Keywords: linkage disequilibrium, genome-wide association study, genetic susceptibility loci, LDtrait, LDlink, phenotype
Introduction
Understanding the contribution of germline genetic variation to the development of cancer has been an important aim of genetic research since releasing the first draft of the human genome(1). While genome-wide association studies (GWAS) have made considerable progress identifying germline variants associated with a vast range of studied cancers(2), the proportion of genetic variation explained by discovered susceptibility loci for most traits is low3. This supports the need for additional genetic association studies for uncovering additional relationships between genetic variants and cancer. As the list of identified genetic susceptibility loci continues to grow, it is increasingly important to better understand the biologic mechanisms by which these susceptibility variants confer risk. Improved understanding of mechanisms and pathways involved in carcinogenesis can be helpful in identifying individuals most likely to benefit from early interventions or focused treatments(3,4). However, most functional studies are resource intensive requiring large time and financial commitment to disentangle functional impacts of germline variants in a susceptibility locus.

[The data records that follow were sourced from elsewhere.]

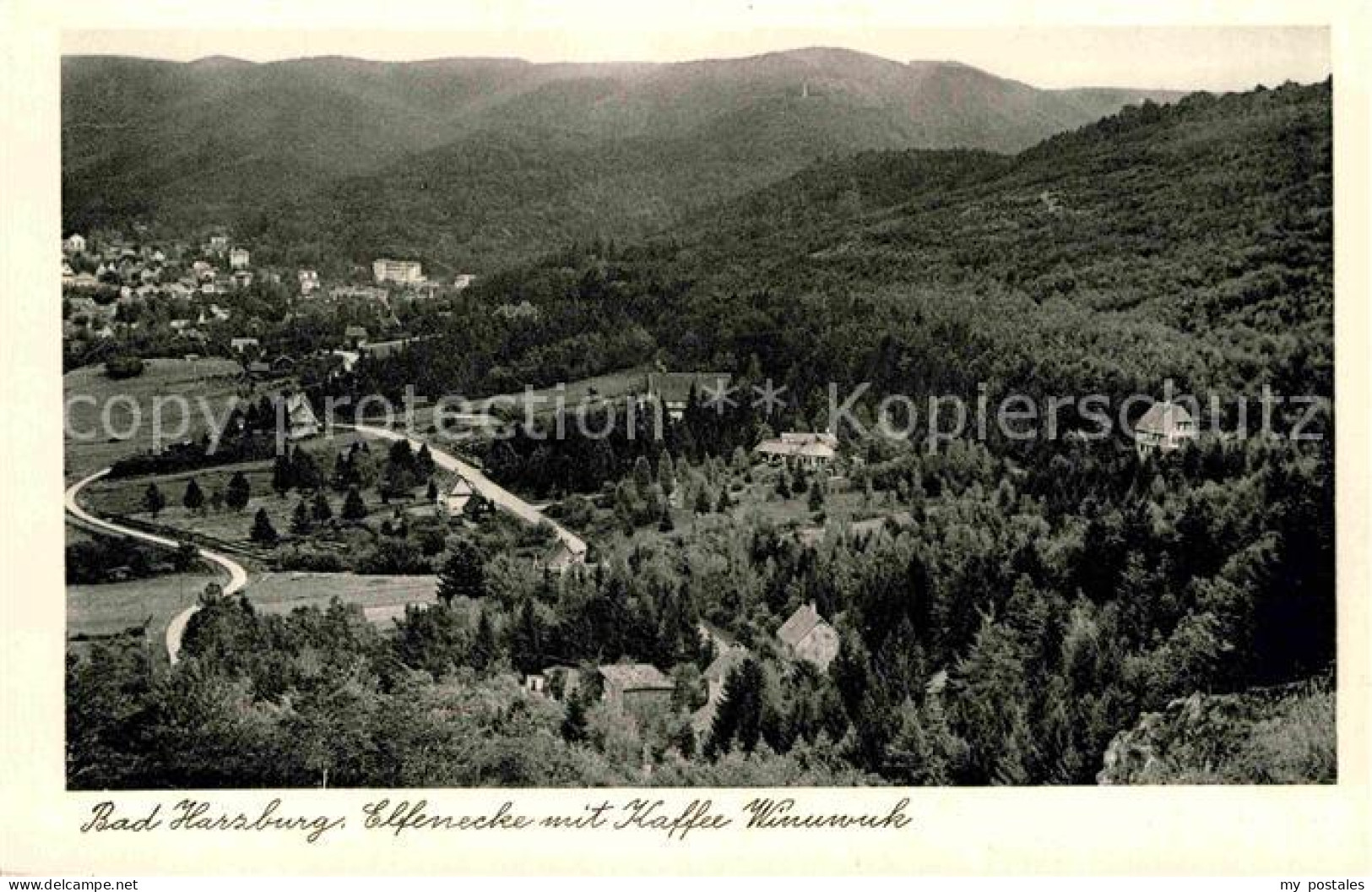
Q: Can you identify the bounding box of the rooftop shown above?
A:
[599,663,675,689]
[777,604,825,648]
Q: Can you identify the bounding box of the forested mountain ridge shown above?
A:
[68,82,1337,789]
[62,48,1172,272]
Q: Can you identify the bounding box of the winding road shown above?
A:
[66,424,586,666]
[66,468,248,666]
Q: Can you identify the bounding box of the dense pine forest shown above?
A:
[68,76,1335,788]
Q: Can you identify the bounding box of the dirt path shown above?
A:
[66,468,248,666]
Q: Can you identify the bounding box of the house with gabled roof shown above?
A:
[597,663,676,715]
[1133,400,1198,459]
[285,394,320,441]
[777,601,838,671]
[643,372,733,422]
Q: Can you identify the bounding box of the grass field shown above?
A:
[62,358,239,479]
[68,569,217,642]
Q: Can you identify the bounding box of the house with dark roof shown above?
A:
[641,372,733,420]
[597,663,676,715]
[777,602,838,671]
[285,394,320,441]
[690,644,748,737]
[1133,400,1198,459]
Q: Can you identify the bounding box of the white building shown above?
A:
[371,257,424,286]
[437,477,472,517]
[1133,402,1198,459]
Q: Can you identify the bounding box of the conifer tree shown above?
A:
[248,508,281,545]
[562,690,586,744]
[470,609,501,675]
[272,450,294,498]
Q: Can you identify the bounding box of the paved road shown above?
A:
[66,468,248,666]
[351,424,586,564]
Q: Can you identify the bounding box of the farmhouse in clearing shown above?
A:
[641,372,733,422]
[1133,402,1198,459]
[437,477,472,517]
[777,602,838,671]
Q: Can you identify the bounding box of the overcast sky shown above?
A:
[62,25,1330,90]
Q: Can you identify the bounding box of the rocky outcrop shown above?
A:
[1096,681,1337,784]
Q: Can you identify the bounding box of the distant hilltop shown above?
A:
[62,46,1176,270]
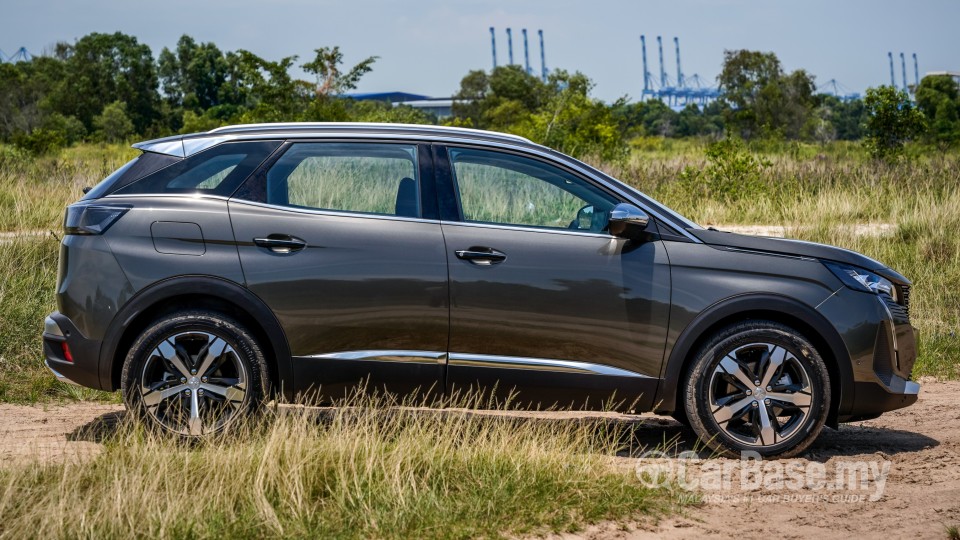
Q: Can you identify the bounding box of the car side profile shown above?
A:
[43,123,919,456]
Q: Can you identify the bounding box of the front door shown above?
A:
[442,147,670,409]
[229,142,449,397]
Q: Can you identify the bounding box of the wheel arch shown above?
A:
[654,294,853,427]
[99,276,293,398]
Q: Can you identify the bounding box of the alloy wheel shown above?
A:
[708,343,814,447]
[140,332,248,436]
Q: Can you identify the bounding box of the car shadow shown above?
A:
[67,411,127,444]
[67,406,940,462]
[623,417,940,462]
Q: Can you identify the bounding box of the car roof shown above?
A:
[133,122,542,158]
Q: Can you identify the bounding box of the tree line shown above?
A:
[0,32,960,159]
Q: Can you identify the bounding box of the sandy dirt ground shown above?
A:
[0,381,960,540]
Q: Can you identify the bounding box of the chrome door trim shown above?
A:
[229,198,440,224]
[440,221,622,241]
[447,353,653,379]
[304,349,447,364]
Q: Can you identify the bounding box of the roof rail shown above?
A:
[207,122,533,144]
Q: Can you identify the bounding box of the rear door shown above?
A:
[229,141,449,397]
[438,147,670,408]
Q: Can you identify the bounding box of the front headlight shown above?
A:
[822,261,897,300]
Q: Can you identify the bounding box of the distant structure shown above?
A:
[887,52,920,97]
[537,30,547,82]
[923,71,960,86]
[887,51,897,88]
[0,47,33,64]
[490,26,549,82]
[640,35,720,110]
[817,79,860,101]
[490,26,497,69]
[343,92,453,118]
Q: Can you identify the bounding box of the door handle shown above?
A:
[456,246,507,266]
[253,234,307,253]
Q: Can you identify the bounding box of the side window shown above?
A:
[450,148,618,232]
[255,143,420,217]
[117,141,280,196]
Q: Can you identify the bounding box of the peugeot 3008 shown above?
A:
[43,124,919,456]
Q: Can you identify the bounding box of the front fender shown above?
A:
[654,293,853,424]
[99,275,293,398]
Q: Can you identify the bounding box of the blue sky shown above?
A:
[0,0,960,100]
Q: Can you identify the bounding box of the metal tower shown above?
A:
[913,53,920,87]
[887,52,897,88]
[640,34,653,96]
[900,53,910,94]
[673,36,683,88]
[657,36,667,88]
[521,28,533,75]
[537,30,547,82]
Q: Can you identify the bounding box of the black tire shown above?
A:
[683,321,831,458]
[121,310,270,437]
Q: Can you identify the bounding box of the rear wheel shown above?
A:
[121,311,269,437]
[684,321,830,457]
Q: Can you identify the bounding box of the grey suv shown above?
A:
[43,124,919,456]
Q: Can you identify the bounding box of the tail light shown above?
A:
[63,204,131,234]
[60,341,73,364]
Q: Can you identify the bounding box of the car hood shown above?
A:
[687,229,910,284]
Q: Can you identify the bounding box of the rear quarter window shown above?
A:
[116,141,281,197]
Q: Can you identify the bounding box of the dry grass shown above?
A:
[0,398,676,538]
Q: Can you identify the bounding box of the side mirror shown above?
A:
[610,203,650,240]
[570,204,596,231]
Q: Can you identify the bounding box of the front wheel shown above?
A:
[684,321,830,457]
[121,311,269,437]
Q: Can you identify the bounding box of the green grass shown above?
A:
[0,398,679,538]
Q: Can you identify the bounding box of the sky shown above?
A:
[0,0,960,101]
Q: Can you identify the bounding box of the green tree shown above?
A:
[51,32,160,133]
[916,75,960,144]
[453,69,490,127]
[718,50,816,139]
[93,101,134,142]
[300,47,378,98]
[863,86,926,160]
[520,70,627,160]
[157,35,230,111]
[453,65,548,131]
[230,49,310,122]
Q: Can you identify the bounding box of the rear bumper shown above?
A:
[43,311,104,390]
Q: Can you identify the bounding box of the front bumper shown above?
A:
[819,289,920,422]
[43,311,104,390]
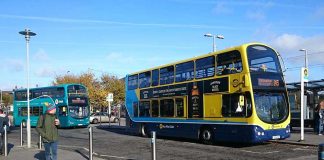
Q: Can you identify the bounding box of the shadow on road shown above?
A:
[34,151,45,160]
[96,126,269,148]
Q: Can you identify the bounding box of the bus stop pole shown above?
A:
[108,101,111,126]
[300,67,305,141]
[20,122,23,146]
[38,134,43,149]
[118,106,120,126]
[4,126,8,157]
[89,127,93,160]
[151,131,156,160]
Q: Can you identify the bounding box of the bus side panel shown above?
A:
[213,125,290,143]
[126,90,139,119]
[146,123,200,139]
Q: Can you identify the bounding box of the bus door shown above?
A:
[204,94,222,118]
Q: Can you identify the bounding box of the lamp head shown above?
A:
[204,33,213,37]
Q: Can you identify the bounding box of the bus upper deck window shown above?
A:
[216,51,243,75]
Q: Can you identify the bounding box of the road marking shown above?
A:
[240,150,280,154]
[293,146,310,151]
[100,154,131,159]
[58,145,131,159]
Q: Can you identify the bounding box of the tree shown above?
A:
[53,72,125,109]
[101,74,125,104]
[2,92,13,107]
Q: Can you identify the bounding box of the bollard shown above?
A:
[318,143,324,160]
[4,125,8,157]
[89,127,93,160]
[108,114,111,127]
[20,122,23,147]
[38,134,43,149]
[118,107,120,126]
[151,131,156,160]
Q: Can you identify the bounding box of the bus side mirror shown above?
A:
[239,95,244,107]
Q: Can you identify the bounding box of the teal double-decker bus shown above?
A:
[13,84,89,128]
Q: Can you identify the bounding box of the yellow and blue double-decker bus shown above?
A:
[125,43,290,143]
[13,84,89,128]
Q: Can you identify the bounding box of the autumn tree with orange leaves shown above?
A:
[53,71,125,110]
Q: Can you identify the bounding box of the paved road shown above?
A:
[9,120,317,160]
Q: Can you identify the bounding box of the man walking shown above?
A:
[0,109,9,155]
[318,100,324,135]
[36,102,60,160]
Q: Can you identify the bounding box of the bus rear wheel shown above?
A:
[92,119,98,124]
[199,127,214,144]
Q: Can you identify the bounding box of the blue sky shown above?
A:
[0,0,324,90]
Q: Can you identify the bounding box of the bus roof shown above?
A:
[128,42,271,75]
[14,83,84,92]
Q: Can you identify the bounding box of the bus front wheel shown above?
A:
[92,119,98,124]
[199,127,214,144]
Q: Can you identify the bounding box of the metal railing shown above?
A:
[89,127,93,160]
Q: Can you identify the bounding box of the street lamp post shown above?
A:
[19,29,36,148]
[204,33,224,52]
[0,89,2,108]
[299,49,309,141]
[299,49,308,68]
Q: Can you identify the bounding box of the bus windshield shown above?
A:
[247,45,281,73]
[254,92,288,123]
[69,97,89,118]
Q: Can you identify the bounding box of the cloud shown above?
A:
[35,67,55,77]
[314,6,324,20]
[4,59,24,72]
[0,14,246,30]
[246,11,266,21]
[212,2,233,15]
[33,49,50,62]
[270,33,324,68]
[106,52,136,65]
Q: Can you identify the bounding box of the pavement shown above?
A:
[0,129,107,160]
[0,126,324,160]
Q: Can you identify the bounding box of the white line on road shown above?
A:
[59,145,131,159]
[240,150,279,154]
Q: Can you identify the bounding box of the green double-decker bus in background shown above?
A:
[13,84,90,128]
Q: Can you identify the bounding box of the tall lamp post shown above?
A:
[299,49,308,68]
[204,33,224,52]
[299,49,308,141]
[19,29,36,148]
[0,89,2,108]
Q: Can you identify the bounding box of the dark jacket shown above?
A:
[36,113,58,142]
[0,114,9,133]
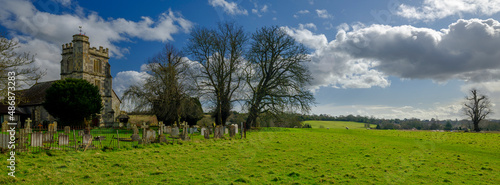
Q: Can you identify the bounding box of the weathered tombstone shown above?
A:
[16,129,28,149]
[201,127,207,136]
[2,120,9,132]
[165,126,172,134]
[158,134,167,143]
[170,127,179,137]
[146,130,156,142]
[202,129,210,139]
[43,132,54,143]
[132,124,139,135]
[78,130,85,137]
[64,126,71,135]
[130,134,141,141]
[229,125,236,137]
[158,121,165,134]
[58,134,69,146]
[31,132,43,147]
[0,134,10,148]
[82,134,92,145]
[141,122,149,143]
[24,118,32,133]
[214,126,222,139]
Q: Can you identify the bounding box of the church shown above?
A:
[18,34,121,126]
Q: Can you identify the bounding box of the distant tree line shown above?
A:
[297,114,500,131]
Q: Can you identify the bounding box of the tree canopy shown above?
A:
[43,78,102,125]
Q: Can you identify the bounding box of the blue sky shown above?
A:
[0,0,500,119]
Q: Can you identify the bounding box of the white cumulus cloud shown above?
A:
[397,0,500,21]
[208,0,248,15]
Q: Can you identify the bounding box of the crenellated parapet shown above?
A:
[62,42,73,55]
[89,46,109,58]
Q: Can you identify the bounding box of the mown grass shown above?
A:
[0,123,500,184]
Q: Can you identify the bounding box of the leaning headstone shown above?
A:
[78,130,85,137]
[16,129,28,149]
[229,125,236,137]
[170,127,179,137]
[158,121,165,134]
[233,124,238,134]
[132,124,139,135]
[82,134,92,145]
[158,134,167,143]
[64,126,71,135]
[214,126,222,139]
[130,134,141,141]
[2,120,9,132]
[141,122,149,143]
[31,132,43,147]
[58,134,69,146]
[202,129,210,139]
[165,126,172,134]
[146,130,156,142]
[0,134,10,148]
[201,127,207,136]
[24,118,32,133]
[43,132,54,143]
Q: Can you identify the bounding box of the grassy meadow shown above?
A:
[0,122,500,184]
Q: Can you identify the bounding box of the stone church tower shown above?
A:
[61,34,121,124]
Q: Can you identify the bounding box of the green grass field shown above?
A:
[0,122,500,184]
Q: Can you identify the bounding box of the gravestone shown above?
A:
[165,126,172,134]
[132,124,139,134]
[16,129,28,149]
[201,127,207,136]
[64,126,71,135]
[181,122,189,140]
[82,134,92,145]
[24,118,32,133]
[78,130,85,137]
[158,121,165,134]
[229,125,236,137]
[130,134,141,141]
[214,126,223,139]
[141,122,149,144]
[158,134,167,143]
[58,134,69,146]
[170,127,179,137]
[2,120,9,132]
[202,129,210,139]
[43,132,54,143]
[31,132,43,147]
[146,130,156,142]
[0,134,10,148]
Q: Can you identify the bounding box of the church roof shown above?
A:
[17,81,56,106]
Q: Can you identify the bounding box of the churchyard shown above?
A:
[0,122,500,184]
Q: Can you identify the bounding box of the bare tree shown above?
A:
[187,23,246,125]
[0,33,45,102]
[464,89,491,132]
[246,26,314,126]
[123,44,203,123]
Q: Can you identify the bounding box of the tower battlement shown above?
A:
[89,46,109,58]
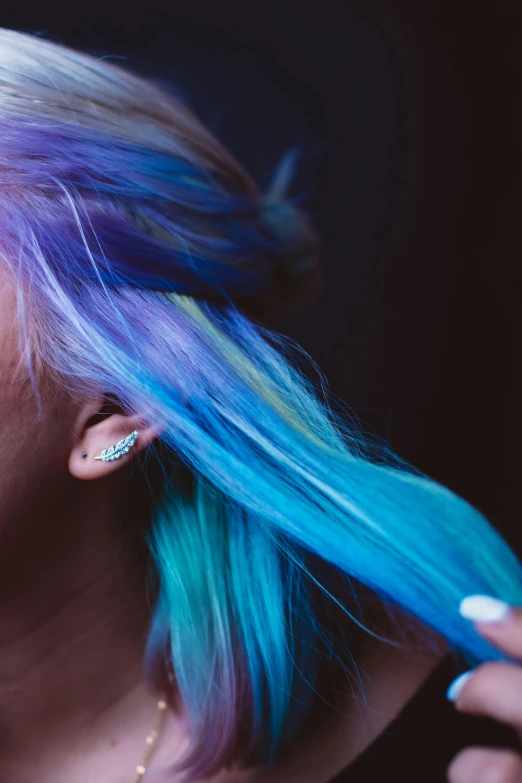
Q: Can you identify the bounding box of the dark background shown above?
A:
[0,0,522,554]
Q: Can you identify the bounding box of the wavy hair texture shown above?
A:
[0,29,522,782]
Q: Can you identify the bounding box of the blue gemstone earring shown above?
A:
[92,430,138,462]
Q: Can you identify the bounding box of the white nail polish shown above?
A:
[459,595,511,623]
[446,669,475,701]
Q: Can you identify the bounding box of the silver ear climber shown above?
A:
[94,430,138,462]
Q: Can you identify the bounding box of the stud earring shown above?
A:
[94,430,138,462]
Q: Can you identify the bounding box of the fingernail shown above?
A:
[459,595,511,623]
[446,669,475,701]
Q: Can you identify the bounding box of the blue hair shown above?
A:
[0,30,522,783]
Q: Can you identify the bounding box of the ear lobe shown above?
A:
[68,414,158,480]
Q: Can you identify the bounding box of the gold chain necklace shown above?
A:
[134,695,167,783]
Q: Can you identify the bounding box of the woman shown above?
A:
[0,30,522,783]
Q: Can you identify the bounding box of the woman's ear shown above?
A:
[68,396,159,480]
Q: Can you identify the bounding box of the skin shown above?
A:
[4,253,500,783]
[448,606,522,783]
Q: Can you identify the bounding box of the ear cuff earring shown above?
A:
[82,430,138,462]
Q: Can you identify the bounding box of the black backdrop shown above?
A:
[0,0,522,553]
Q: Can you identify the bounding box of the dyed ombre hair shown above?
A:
[0,24,522,781]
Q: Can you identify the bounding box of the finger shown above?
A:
[447,747,522,783]
[459,595,522,660]
[450,661,522,736]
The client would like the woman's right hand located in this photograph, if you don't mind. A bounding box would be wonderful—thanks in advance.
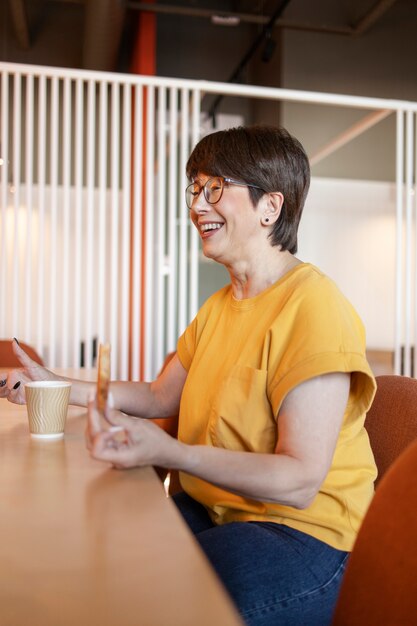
[0,340,60,404]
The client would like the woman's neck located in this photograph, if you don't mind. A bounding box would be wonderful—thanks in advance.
[227,248,301,300]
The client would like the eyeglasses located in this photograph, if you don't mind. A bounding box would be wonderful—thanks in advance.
[185,176,261,209]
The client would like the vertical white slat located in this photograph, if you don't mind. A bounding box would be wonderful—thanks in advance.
[110,83,120,378]
[84,80,96,367]
[132,85,144,380]
[0,71,10,337]
[143,86,155,380]
[72,78,84,367]
[154,87,170,372]
[11,74,22,337]
[59,77,72,367]
[178,89,190,334]
[97,80,108,343]
[119,80,132,380]
[36,75,49,356]
[394,110,404,374]
[412,113,417,378]
[23,74,34,344]
[167,87,178,352]
[187,89,201,322]
[48,76,61,367]
[404,111,414,376]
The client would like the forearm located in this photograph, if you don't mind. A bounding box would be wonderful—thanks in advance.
[63,378,175,418]
[167,443,322,508]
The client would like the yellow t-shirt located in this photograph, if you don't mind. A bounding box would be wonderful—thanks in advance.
[178,263,376,550]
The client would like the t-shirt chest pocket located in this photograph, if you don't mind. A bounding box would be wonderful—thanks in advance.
[208,365,277,452]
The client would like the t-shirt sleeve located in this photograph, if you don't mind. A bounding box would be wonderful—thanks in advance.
[269,276,375,417]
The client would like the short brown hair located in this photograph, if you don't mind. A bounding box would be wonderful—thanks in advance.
[186,126,310,253]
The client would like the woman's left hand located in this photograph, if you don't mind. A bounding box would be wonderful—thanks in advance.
[86,399,182,469]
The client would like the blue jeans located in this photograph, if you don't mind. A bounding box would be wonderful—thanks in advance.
[173,492,348,626]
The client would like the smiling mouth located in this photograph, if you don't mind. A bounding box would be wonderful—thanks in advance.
[199,222,223,235]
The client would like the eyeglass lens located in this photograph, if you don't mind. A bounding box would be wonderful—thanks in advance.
[186,176,223,209]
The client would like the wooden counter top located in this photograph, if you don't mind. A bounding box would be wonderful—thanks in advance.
[0,400,241,626]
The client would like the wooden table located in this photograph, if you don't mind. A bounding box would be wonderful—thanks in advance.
[0,400,241,626]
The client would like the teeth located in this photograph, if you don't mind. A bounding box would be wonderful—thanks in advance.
[200,222,223,233]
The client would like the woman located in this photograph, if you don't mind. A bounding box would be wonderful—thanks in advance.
[3,127,376,626]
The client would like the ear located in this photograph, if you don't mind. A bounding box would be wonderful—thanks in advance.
[261,191,284,226]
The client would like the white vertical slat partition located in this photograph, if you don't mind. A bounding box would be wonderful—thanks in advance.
[143,86,155,380]
[36,75,49,358]
[166,87,178,353]
[0,71,9,337]
[0,63,417,379]
[23,76,34,337]
[11,71,22,331]
[47,76,61,367]
[58,77,72,367]
[131,85,143,380]
[119,80,132,380]
[71,78,84,365]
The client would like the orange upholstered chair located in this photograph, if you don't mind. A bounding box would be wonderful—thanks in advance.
[365,376,417,486]
[333,434,417,626]
[0,339,44,368]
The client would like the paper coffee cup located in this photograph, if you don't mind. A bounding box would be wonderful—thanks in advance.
[25,380,71,439]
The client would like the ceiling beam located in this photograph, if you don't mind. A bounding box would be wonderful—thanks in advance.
[9,0,30,50]
[310,109,392,166]
[352,0,397,35]
[126,0,396,37]
[83,0,125,72]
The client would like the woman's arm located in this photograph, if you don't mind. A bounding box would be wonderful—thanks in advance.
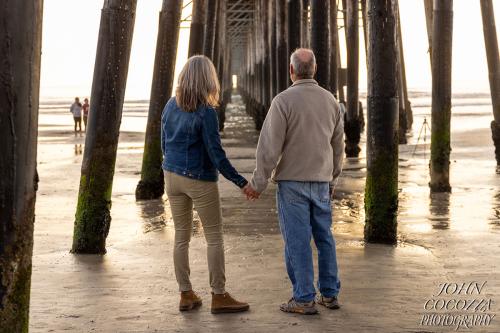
[201,108,248,188]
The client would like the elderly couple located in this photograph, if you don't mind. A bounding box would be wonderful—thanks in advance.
[161,49,344,314]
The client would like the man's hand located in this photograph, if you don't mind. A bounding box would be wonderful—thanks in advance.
[243,184,260,201]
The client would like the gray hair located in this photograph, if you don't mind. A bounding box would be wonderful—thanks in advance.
[290,48,316,79]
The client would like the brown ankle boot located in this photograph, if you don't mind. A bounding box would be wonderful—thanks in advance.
[179,290,201,311]
[212,293,250,313]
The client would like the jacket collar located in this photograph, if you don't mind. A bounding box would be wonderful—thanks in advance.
[292,79,318,87]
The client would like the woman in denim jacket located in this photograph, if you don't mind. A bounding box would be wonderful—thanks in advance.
[161,56,249,313]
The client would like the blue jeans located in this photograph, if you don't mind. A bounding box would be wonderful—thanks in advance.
[276,181,340,302]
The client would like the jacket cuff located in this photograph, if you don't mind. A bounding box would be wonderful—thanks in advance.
[235,177,248,188]
[250,177,268,193]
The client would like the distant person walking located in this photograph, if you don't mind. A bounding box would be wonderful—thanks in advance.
[82,98,90,132]
[69,97,82,135]
[245,49,344,314]
[161,56,249,313]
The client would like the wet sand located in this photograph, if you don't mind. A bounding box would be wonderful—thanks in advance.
[30,96,500,332]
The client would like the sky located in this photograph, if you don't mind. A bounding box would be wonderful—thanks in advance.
[41,0,500,100]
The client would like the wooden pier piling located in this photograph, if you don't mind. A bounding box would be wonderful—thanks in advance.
[188,0,206,57]
[311,0,330,89]
[480,0,500,169]
[135,0,182,200]
[0,0,43,333]
[71,0,137,254]
[364,0,398,244]
[429,0,453,192]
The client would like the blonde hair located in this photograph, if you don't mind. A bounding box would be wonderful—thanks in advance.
[175,55,220,112]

A key complexity to mapping cancer-associated loci is linkage disequilibrium (LD). LD is the non-random distribution of allele frequencies at nearby loci in a defined population. Variants in high LD will have correlations between allele frequencies that are often inherited together and underlying haplotypes will not be observed at expected frequencies(5). LD facilitates GWAS by allowing for substantially fewer genomic variants to be directly genotyped, as tagging variants can be used to represent large numbers of correlated variants. However, LD complicates interpretation of GWAS susceptibility loci as dozens to hundreds of variants at a susceptibility locus have similar associations with cancer, but likely only a small subset of these have any functional effect related to the cancer of interest. Additionally, some loci are pleiotropic, impacting multiple traits or diseases, and may offer novel insights into carcinogenesis based on associations with other traits.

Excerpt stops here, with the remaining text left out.